Russia, US in tit-for-tat diplomats’ expulsion

MOSCOW - Moscow on Saturday said it had expelled two US diplomats as a retaliatory move after Washington turfed out two Russian officials over an attack on a US embassy worker last month.

"After their unfriendly step two employees of the United States embassy had to leave Moscow," Russia's deputy foreign minister Sergei Ryabkov said.

"They were declared persona non grata for activities incompatible with their diplomatic status."

Ryabkov accused the two US diplomats of being CIA agents and said that one of them had been involved in a brawl with a policeman in Moscow that sparked the tit-for-tat expulsions.

"We hope Washington recognises all the same the perversity of its anti-Russian line. If they decide to move further along the path of escalation it will not remain unanswered," Ryabkov warned. The United States State Department on Friday announced that it had expelled two Russian officials over an attack on a US diplomat in Moscow last month by a policeman.

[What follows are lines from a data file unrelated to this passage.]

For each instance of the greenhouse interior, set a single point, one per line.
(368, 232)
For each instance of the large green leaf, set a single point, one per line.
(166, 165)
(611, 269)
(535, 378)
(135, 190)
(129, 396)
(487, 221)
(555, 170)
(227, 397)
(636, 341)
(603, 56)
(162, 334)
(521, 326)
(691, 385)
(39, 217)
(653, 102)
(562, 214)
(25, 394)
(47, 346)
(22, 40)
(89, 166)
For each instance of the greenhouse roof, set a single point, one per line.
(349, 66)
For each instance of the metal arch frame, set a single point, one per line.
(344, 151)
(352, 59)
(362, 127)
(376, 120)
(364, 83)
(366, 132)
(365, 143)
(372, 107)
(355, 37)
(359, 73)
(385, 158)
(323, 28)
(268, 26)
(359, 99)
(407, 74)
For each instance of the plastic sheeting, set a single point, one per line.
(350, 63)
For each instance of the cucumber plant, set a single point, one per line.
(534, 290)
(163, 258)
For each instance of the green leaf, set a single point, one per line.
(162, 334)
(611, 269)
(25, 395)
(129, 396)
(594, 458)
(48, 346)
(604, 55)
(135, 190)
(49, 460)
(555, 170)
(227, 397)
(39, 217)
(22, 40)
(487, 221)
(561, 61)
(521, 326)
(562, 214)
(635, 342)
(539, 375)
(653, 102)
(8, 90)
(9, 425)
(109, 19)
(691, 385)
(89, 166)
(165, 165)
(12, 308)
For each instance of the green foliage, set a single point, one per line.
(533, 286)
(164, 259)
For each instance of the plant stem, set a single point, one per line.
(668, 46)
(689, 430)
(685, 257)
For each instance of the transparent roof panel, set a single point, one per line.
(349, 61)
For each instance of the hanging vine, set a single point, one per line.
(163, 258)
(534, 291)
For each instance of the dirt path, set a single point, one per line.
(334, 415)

State Department spokesman John Kirby said that on June 6, a Russian policeman attacked an accredited US diplomat entering the US embassy compound, after the American official identified himself.

Moscow, however, disputes that version of events and insists the US diplomat was a CIA agent who attacked the policeman as he tried to stop him to check his ID as he returned from a spying mission in the city.

Russian state-controlled television on Thursday broadcast what appeared to be footage of the attack, saying it showed a Russian police guard stationed outside the embassy tackling a man alleged to be an undercover CIA officer attempting to enter the building without identifying himself.

In the short, grainy clip - which appears to contradict the Russian report - a man exiting a taxi is almost immediately attacked by a policeman who bursts from a sentry box and wrestles him to the ground. With the officer pinning him down, the man manages to push himself through a door into the embassy.

The expulsions had been kept secret until the footage was aired on Russian TV, with Ryabkov accusing US diplomats in Washington of failing to "keep their word" after asking Moscow not to publicise the moves.

The latest incidents come after complaints from Washington about what it deemed a mounting campaign of harassment and intimidation of American diplomats and their families in the Russian capital.

Ties between the US and Russia are at their lowest point since the Cold War over the crisis in Ukraine.